Experience asymmetry. A more experienced CNM practitioner dating someone new to non-monogamy holds knowledge that the newer person doesn't, about how CNM typically works, about their rights as a partner, about what kinds of agreements are fair or unusual. This knowledge asymmetry can be used to guide the newer person toward an arrangement that serves the experienced person without the newer person understanding what they're agreeing to.

Social and economic resources. Differences in financial stability, social standing, housing, or professional status create power differentials that affect relationship dynamics. The person who is financially dependent on or housing-dependent on another person is in a different relational position than an economically independent person.

Emotional labour distribution. As discussed separately, uneven distribution of emotional labour creates a power dynamic where the person doing less of the relationship maintenance work has more resources, energy, time, mental space, available for their own needs and interests.

Why CNM communities sometimes miss this

Polyamory's emphasis on consent and communication can inadvertently create blind spots around power. If everyone has consented to an arrangement, the argument goes, the arrangement is ethical. But consent given from a position of significant structural disadvantage, by someone who doesn't know what's typical, who is economically dependent, who lacks the social capital to effectively negotiate, is different from genuinely free consent.

The person with more power in a relationship often can't see the imbalance clearly. They've consented to the same arrangement; from their position it looks mutual. The experience of the person in the less powerful position is different and may not be fully visible.
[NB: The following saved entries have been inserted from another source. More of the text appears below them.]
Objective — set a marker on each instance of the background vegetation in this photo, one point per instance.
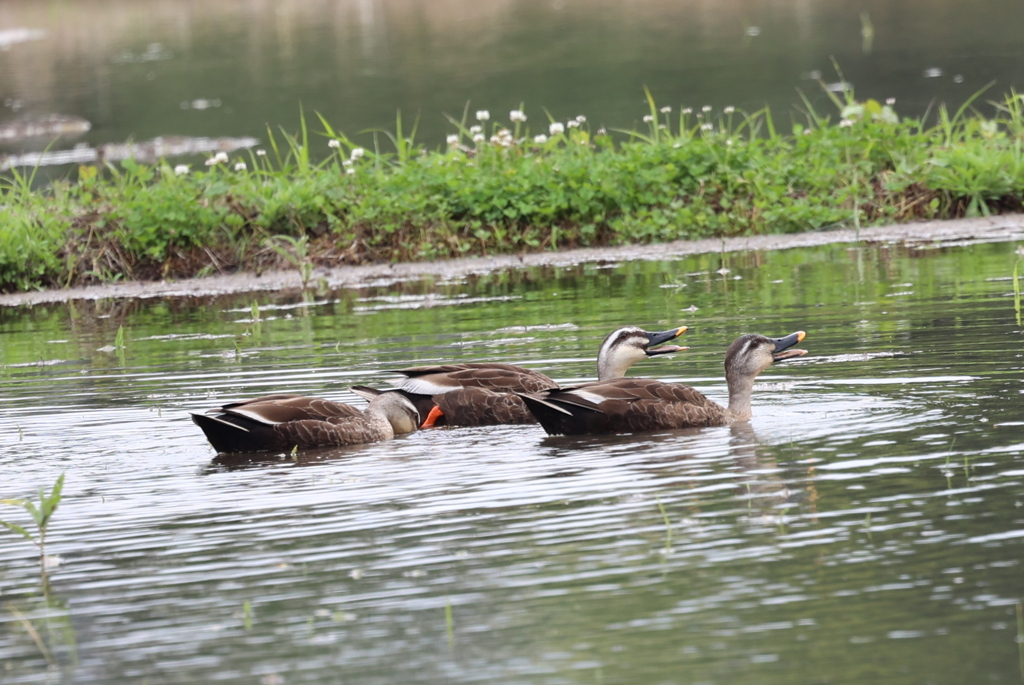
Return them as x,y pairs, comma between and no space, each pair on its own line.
500,187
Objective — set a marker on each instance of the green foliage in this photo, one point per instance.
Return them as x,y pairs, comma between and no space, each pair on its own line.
40,514
503,189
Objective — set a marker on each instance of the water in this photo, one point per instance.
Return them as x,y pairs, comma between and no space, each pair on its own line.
866,526
156,68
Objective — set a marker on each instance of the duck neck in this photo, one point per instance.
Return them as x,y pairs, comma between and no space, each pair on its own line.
740,392
377,417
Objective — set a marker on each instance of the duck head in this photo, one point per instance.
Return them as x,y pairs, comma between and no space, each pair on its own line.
630,344
747,357
398,410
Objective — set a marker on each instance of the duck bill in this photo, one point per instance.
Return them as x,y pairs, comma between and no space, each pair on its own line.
784,346
664,337
665,349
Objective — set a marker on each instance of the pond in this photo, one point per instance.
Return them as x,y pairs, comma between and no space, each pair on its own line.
139,69
867,525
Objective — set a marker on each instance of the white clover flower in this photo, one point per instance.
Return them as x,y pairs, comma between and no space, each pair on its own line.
503,137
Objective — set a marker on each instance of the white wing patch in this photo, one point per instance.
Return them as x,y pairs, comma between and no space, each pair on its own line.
585,394
427,386
242,412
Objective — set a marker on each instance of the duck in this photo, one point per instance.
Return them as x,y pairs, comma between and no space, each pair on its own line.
484,393
634,404
275,423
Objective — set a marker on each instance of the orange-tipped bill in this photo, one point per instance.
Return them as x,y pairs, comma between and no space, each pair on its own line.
784,349
664,337
432,418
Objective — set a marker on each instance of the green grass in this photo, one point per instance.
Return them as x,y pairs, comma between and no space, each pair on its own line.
539,185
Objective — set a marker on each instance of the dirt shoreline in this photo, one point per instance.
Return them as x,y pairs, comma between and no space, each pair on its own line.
957,231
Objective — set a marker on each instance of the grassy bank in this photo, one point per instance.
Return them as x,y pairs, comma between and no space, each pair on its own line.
519,184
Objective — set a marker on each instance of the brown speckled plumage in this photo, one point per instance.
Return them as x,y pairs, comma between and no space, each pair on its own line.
633,404
283,422
484,393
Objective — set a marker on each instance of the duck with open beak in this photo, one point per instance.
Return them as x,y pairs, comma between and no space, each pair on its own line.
484,393
631,404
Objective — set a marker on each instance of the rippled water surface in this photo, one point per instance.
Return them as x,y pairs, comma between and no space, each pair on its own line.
139,69
866,526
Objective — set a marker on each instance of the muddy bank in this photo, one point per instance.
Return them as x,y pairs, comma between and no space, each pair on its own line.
960,231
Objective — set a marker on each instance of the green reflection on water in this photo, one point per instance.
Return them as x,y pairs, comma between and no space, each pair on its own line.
865,527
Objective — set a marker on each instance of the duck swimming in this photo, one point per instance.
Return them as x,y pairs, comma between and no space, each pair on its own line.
283,422
631,404
484,393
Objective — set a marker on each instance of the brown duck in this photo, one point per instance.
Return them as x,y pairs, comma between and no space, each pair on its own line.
284,422
631,404
483,393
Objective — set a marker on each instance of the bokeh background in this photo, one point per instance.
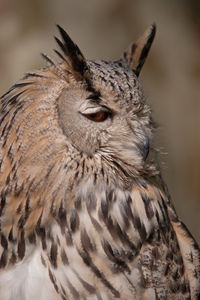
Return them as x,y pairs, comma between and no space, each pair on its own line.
103,29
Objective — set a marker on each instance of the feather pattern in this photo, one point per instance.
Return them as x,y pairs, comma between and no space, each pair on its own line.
84,212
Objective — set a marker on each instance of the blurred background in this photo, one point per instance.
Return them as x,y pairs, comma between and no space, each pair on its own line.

Couple privilege as a systematic form

Couple privilege, the structural advantages that established couples maintain when entering CNM, is one of the most discussed power dynamics in polyamory communities. It refers to the tendency for couples to hold and use power in ways that serve the couple's interests at the expense of outside partners' interests and agency.

This isn't a character flaw, it's a structural feature of how couples have organised themselves that persists into CNM. The couple controls the primary resource (access to each member), holds the veto power (can collectively decide to close the arrangement), maintains the primary social and practical infrastructure, and has typically designed the CNM structure to suit its needs.

Acknowledging this and actively working against it, rather than assuming that good intentions eliminate its effects, is what distinguishes couples who practice CNM ethically from those who don't.

Using power responsibly

The relevant standard isn't the absence of power differentials, these are rarely fully absent. It's whether the person with more power is actively working to manage it responsibly: naming the asymmetry, working against using their advantage in self-serving ways, ensuring that less-powerful parties have accurate information to make their own choices, and genuinely attending to the interests of all parties rather than only those whose interests they happen to share.

The person with more experience should be actively helping less experienced partners understand CNM on their own terms, not just their own. The established couple should be actively examining how its structural advantages affect outside partners. The higher-earning partner should be examining how economic dependence affects their partner's ability to negotiate freely.

This is more effortful than the passive version of "we all consented." It's also what ethical CNM actually requires.